The equilibrium constant for the disproportionation of ${\text{HgC}}{{\text{l}}_{\text{2}}}$ into ${\text{HgC}}{{\text{l}}^ + }$ and ${\text{HgCl}}_3^ -$ is ______
Given, ${\text{HgC}}{{\text{l}}^ + } + {\text{C}}{{\text{l}}^ - } \rightleftharpoons {\text{HgC}}{{\text{l}}_{\text{2}}};{\text{ }}{{\text{K}}_1} = 3 \times {10^6}$
${\text{HgC}}{{\text{l}}_{\text{2}}} + {\text{C}}{{\text{l}}^ - } \rightleftharpoons {\text{HgCl}}_3^ - ;{\text{ }}{{\text{K}}_2} = 9.0$
A.$27 \times {10^6}$
B.$3.3 \times {10^{ - 7}}$
C.$3.3 \times {10^{ - 6}}$
D.$3 \times {10^{ - 6}}$

Answer 1

We know that the reaction in which one reactant gets oxidized and the same reactant gets reduced is known as disproportionation reaction.

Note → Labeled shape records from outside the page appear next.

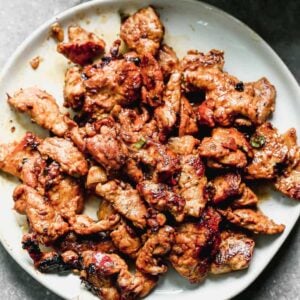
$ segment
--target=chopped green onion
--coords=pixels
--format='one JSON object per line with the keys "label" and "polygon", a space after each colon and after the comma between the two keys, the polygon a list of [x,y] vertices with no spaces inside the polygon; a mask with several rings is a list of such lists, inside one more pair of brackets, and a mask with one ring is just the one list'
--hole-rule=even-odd
{"label": "chopped green onion", "polygon": [[144,147],[145,144],[146,144],[146,140],[144,138],[141,138],[138,142],[134,143],[133,146],[136,149],[141,149]]}
{"label": "chopped green onion", "polygon": [[266,138],[262,135],[255,134],[250,139],[250,144],[253,148],[261,148],[266,142]]}

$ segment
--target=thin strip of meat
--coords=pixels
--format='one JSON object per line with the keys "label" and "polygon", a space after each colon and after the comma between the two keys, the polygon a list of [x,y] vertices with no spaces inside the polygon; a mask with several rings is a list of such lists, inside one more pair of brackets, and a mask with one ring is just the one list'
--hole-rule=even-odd
{"label": "thin strip of meat", "polygon": [[63,171],[71,176],[84,176],[88,172],[87,161],[71,141],[58,137],[45,138],[38,145],[43,156],[59,163]]}
{"label": "thin strip of meat", "polygon": [[96,194],[110,202],[113,208],[139,228],[146,226],[147,209],[137,190],[129,184],[111,180],[97,184]]}
{"label": "thin strip of meat", "polygon": [[168,268],[162,258],[169,253],[174,241],[174,229],[164,226],[152,233],[138,253],[136,267],[146,274],[159,275]]}
{"label": "thin strip of meat", "polygon": [[26,112],[34,122],[59,137],[76,126],[59,111],[55,99],[38,88],[20,89],[12,97],[8,97],[8,103],[17,111]]}
{"label": "thin strip of meat", "polygon": [[75,64],[85,65],[103,53],[105,42],[96,34],[74,25],[68,28],[69,42],[59,43],[57,51]]}
{"label": "thin strip of meat", "polygon": [[211,264],[212,274],[239,271],[249,267],[253,256],[255,242],[247,235],[233,231],[220,234],[219,250]]}
{"label": "thin strip of meat", "polygon": [[14,190],[13,198],[19,207],[18,212],[27,215],[30,227],[41,243],[53,242],[69,231],[69,225],[60,213],[33,188],[19,185]]}

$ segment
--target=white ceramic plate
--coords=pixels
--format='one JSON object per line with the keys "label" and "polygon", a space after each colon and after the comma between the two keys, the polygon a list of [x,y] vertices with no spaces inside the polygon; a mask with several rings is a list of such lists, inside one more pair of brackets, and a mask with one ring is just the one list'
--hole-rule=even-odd
{"label": "white ceramic plate", "polygon": [[[64,71],[67,60],[56,53],[56,44],[48,38],[50,25],[58,20],[65,28],[79,23],[102,36],[109,46],[119,33],[118,11],[132,11],[148,4],[154,5],[166,27],[165,40],[179,56],[188,49],[208,51],[211,48],[225,50],[225,69],[243,81],[253,81],[266,76],[277,89],[276,111],[272,122],[284,131],[296,127],[300,132],[300,91],[297,82],[274,51],[252,30],[228,14],[201,2],[193,1],[93,1],[74,7],[49,20],[18,48],[0,76],[0,141],[20,138],[26,130],[40,135],[45,132],[31,124],[24,115],[11,112],[6,103],[6,93],[20,87],[36,85],[53,94],[62,103]],[[43,61],[33,71],[29,61],[40,55]],[[12,121],[10,121],[12,120]],[[10,132],[12,126],[15,133]],[[44,275],[32,266],[27,253],[21,249],[24,218],[13,210],[12,191],[17,180],[0,176],[0,239],[12,257],[36,280],[67,299],[91,299],[80,287],[80,280],[73,275]],[[245,289],[266,267],[282,245],[299,214],[300,205],[277,193],[268,193],[268,199],[260,204],[262,210],[275,221],[284,223],[286,230],[275,237],[260,237],[253,261],[247,271],[224,276],[209,277],[201,285],[192,286],[174,272],[163,276],[149,299],[228,299]]]}

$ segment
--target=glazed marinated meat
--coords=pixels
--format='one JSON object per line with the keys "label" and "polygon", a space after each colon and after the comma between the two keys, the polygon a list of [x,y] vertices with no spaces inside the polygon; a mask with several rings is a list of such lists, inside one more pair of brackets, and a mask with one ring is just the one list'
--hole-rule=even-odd
{"label": "glazed marinated meat", "polygon": [[32,188],[38,188],[39,176],[46,167],[46,162],[36,151],[40,139],[27,133],[20,142],[0,146],[0,169]]}
{"label": "glazed marinated meat", "polygon": [[297,159],[296,137],[293,143],[290,134],[295,136],[295,130],[290,129],[286,134],[280,135],[271,123],[259,126],[252,135],[253,160],[246,168],[248,177],[254,179],[271,179],[281,172],[285,166]]}
{"label": "glazed marinated meat", "polygon": [[77,66],[70,67],[65,74],[64,106],[79,109],[83,105],[86,92],[82,70]]}
{"label": "glazed marinated meat", "polygon": [[158,63],[165,79],[169,79],[174,70],[179,67],[179,60],[175,51],[166,44],[163,44],[158,51]]}
{"label": "glazed marinated meat", "polygon": [[178,180],[179,195],[185,200],[184,211],[188,216],[200,217],[207,199],[205,166],[196,154],[183,155],[180,160],[181,173]]}
{"label": "glazed marinated meat", "polygon": [[252,149],[246,138],[235,128],[215,128],[211,137],[205,137],[199,147],[201,156],[214,168],[232,166],[243,168]]}
{"label": "glazed marinated meat", "polygon": [[137,268],[146,274],[159,275],[167,272],[162,257],[168,254],[174,241],[174,229],[170,226],[162,227],[152,233],[138,253]]}
{"label": "glazed marinated meat", "polygon": [[86,112],[110,111],[116,104],[129,105],[140,97],[141,71],[129,60],[108,57],[86,66],[82,74]]}
{"label": "glazed marinated meat", "polygon": [[137,189],[149,205],[158,211],[170,212],[177,222],[183,220],[185,200],[166,184],[145,180]]}
{"label": "glazed marinated meat", "polygon": [[243,233],[223,231],[219,250],[211,264],[212,274],[223,274],[248,268],[255,242]]}
{"label": "glazed marinated meat", "polygon": [[0,144],[0,170],[22,182],[14,209],[34,267],[80,275],[107,300],[147,296],[169,266],[193,284],[248,268],[256,235],[285,229],[262,213],[256,186],[300,200],[296,130],[268,122],[268,79],[230,75],[216,49],[178,58],[152,7],[123,13],[125,43],[107,52],[93,32],[73,25],[63,42],[52,25],[71,60],[61,100],[73,111],[20,89],[9,105],[50,137]]}
{"label": "glazed marinated meat", "polygon": [[169,258],[175,270],[191,283],[201,282],[209,271],[210,255],[218,248],[220,221],[220,215],[209,208],[199,223],[184,223],[175,232]]}
{"label": "glazed marinated meat", "polygon": [[163,36],[164,27],[152,7],[140,9],[121,25],[121,39],[139,54],[155,55]]}
{"label": "glazed marinated meat", "polygon": [[86,139],[86,149],[104,168],[118,170],[128,156],[128,150],[119,136],[119,127],[112,119],[97,123],[98,133]]}
{"label": "glazed marinated meat", "polygon": [[[274,111],[275,88],[266,78],[243,83],[223,71],[224,53],[189,51],[181,62],[186,90],[206,91],[199,122],[210,127],[232,125],[236,119],[260,125]],[[245,121],[243,121],[245,122]]]}
{"label": "glazed marinated meat", "polygon": [[43,156],[58,162],[63,171],[71,176],[84,176],[88,172],[87,161],[83,154],[66,139],[46,138],[38,145],[38,150]]}
{"label": "glazed marinated meat", "polygon": [[166,85],[163,95],[164,104],[154,111],[158,128],[163,133],[169,133],[176,124],[180,109],[181,98],[181,74],[174,72]]}
{"label": "glazed marinated meat", "polygon": [[69,42],[58,44],[57,51],[75,64],[90,63],[104,51],[105,42],[96,34],[87,32],[80,26],[69,26],[68,37]]}
{"label": "glazed marinated meat", "polygon": [[14,190],[13,198],[18,212],[27,215],[29,225],[40,242],[53,242],[69,231],[68,223],[59,212],[33,188],[20,185]]}
{"label": "glazed marinated meat", "polygon": [[164,81],[157,60],[150,53],[146,53],[142,56],[140,67],[143,82],[142,101],[152,107],[161,105],[163,103]]}
{"label": "glazed marinated meat", "polygon": [[75,123],[59,111],[55,99],[48,93],[32,87],[20,89],[8,103],[17,111],[27,113],[31,119],[43,128],[61,137]]}
{"label": "glazed marinated meat", "polygon": [[137,190],[129,184],[111,180],[97,184],[96,194],[110,202],[113,208],[139,228],[146,226],[146,206]]}
{"label": "glazed marinated meat", "polygon": [[261,234],[281,233],[285,226],[276,224],[261,211],[249,208],[218,210],[229,222],[242,228]]}

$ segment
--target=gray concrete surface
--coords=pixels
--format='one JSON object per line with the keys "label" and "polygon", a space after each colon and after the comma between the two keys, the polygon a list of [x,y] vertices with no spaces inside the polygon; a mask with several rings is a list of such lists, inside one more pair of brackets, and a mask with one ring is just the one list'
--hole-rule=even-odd
{"label": "gray concrete surface", "polygon": [[[0,68],[32,30],[81,0],[0,0]],[[207,0],[254,29],[300,82],[300,1]],[[3,224],[2,224],[3,225]],[[299,221],[261,276],[235,300],[300,299]],[[0,245],[0,299],[60,299],[25,273]],[[212,299],[213,300],[213,299]]]}

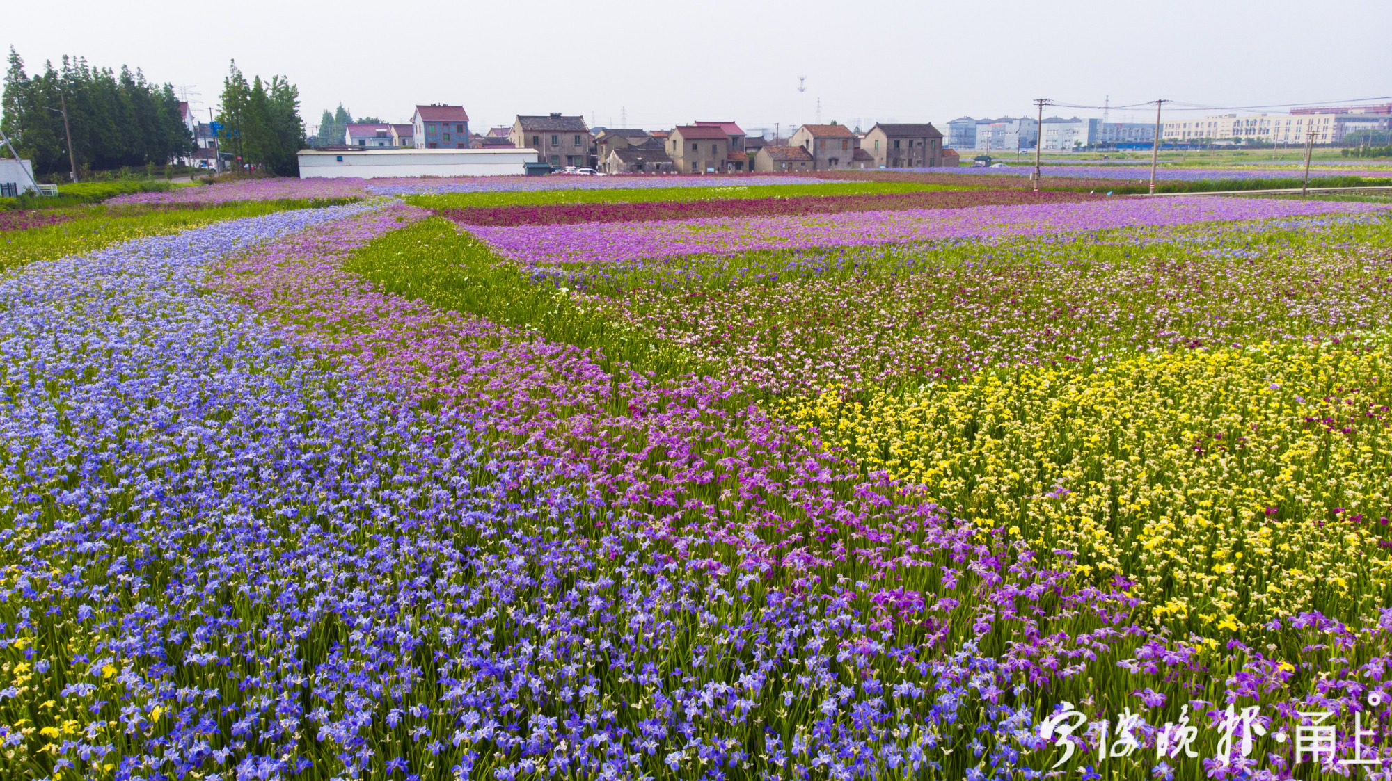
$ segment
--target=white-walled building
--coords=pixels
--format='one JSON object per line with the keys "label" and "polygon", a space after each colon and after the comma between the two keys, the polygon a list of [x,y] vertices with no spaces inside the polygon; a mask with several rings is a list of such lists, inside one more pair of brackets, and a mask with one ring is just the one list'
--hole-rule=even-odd
{"label": "white-walled building", "polygon": [[1229,140],[1243,139],[1263,143],[1306,142],[1308,131],[1314,131],[1314,143],[1335,143],[1342,140],[1339,114],[1219,114],[1173,120],[1164,122],[1162,138],[1166,143],[1186,140]]}
{"label": "white-walled building", "polygon": [[1038,122],[1030,117],[1001,117],[977,124],[974,149],[1034,149]]}
{"label": "white-walled building", "polygon": [[0,157],[0,196],[15,197],[33,190],[33,163]]}
{"label": "white-walled building", "polygon": [[1044,120],[1044,133],[1040,139],[1040,147],[1066,151],[1093,146],[1097,143],[1097,131],[1101,124],[1101,120],[1047,117]]}
{"label": "white-walled building", "polygon": [[299,178],[507,176],[526,174],[533,149],[373,149],[299,150]]}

The disproportionation reaction is also known as dismutation reaction. The ratio of the product of concentrations of products to the product of concentrations of reactants, each raised to the power of their stoichiometric coefficients in the balanced chemical equation is known as the equilibrium constant. The equilibrium constant is denoted by ${\text{K}}$.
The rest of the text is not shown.